I remember one Raider’s game in which George improvised a totally improbable come-from-behind win. When the gun went off, the announcer breathlessly shouted:

“George Blanda has just been elected KING OF THE WORLD!!”

Dave Shearon 14 July 2008 - 10:59 am

Wayne (and Caroline) — Re: “Zero-Sum” goals, I think athletic competition is an interesting area in this regard. It certainly gives the appearance of zero-sum, win/lose situations. However, one of the secrets behind having a great “mental game” is the ability to see the non-zero aspects as primary. It’s like the famous drawing that can be seen as an old lady/young woman. When an athlete is able to foreground the non-zero aspects, I suggest performance improves.
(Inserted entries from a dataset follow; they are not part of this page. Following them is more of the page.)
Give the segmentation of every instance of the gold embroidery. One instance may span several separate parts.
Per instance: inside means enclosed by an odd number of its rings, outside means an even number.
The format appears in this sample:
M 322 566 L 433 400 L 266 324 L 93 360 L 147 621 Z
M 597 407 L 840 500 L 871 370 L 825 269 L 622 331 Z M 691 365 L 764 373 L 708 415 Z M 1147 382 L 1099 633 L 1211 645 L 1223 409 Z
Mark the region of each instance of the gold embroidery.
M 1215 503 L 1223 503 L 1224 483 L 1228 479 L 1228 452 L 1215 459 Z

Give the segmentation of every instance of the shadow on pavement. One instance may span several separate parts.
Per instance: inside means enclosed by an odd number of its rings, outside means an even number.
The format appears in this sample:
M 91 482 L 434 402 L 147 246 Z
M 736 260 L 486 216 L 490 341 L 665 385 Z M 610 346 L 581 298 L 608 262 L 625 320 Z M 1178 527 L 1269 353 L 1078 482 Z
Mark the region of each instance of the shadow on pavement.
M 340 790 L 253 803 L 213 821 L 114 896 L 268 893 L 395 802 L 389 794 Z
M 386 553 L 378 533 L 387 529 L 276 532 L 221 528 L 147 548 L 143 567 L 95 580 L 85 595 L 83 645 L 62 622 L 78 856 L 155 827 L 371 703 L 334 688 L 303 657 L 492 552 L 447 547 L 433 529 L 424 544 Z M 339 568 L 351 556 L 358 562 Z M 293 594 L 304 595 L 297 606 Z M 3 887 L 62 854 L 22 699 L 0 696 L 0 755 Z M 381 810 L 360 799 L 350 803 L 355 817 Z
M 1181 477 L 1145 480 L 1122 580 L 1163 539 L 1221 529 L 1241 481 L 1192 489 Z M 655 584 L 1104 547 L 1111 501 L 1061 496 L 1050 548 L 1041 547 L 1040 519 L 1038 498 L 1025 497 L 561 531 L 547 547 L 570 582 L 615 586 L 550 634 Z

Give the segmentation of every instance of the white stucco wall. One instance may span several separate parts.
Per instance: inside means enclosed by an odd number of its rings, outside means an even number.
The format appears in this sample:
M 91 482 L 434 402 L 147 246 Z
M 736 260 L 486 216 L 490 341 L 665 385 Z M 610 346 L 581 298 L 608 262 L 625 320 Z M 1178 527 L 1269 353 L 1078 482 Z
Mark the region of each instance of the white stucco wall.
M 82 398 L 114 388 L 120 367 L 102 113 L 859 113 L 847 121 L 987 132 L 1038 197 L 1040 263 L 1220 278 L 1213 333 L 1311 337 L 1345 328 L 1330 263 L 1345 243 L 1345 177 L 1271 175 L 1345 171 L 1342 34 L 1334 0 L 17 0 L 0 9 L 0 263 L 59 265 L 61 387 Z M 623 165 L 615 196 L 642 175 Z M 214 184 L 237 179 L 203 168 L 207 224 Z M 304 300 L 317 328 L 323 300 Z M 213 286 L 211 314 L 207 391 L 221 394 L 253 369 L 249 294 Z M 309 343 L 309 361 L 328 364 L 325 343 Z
Others may be better able to point to research in this area. Just as an example, imagine a baseball pitcher who gives up a walk-off, three-run home run but walks off the field with his head up and feeling good about his pitching because he recognizes that he made a good pitch (or pitched a good game). That pitcher is far more likely to pitch well in his next outing than one who walks off dejected because he is focusing on the outcome. In this scenario, the pitcher can even recognize the achievement of the hitter — “Hey, he hit a great pitch!” In fact, the pitcher can say, “He’s a great hitter — that’s the kind of guy I want to face — I’ll get him next time!” Thus, though one “wins” and another “loses”, both can walk off feeling and thinking like “winners.” Although it may sound to some hard-core competitive types with a zero-sum orientation like some kind of fake positivity, in reality that type of thinking is critical to athletic success, and it is fostered by minimizing the zero-sum aspects of the game and maximizing the non-zero.

Wayne Jencke 14 July 2008 - 3:17 pm

Dave – great insight – unfortunately most athletes have “zero sum” goals and consequently they don’t have a great mental game. And most goal setting books (and coaching courses) don’t cover your insight. Perhaps an opportunity for you.

Lianne 2 August 2008 - 12:06 am

Hi Caroline,

Very interesting article. I am curious as to what effect you think you might see if it were to be discovered that Dara is using performance enhancing drugs. Would there be any fallout for those who drew courage and hope from her accomplishments?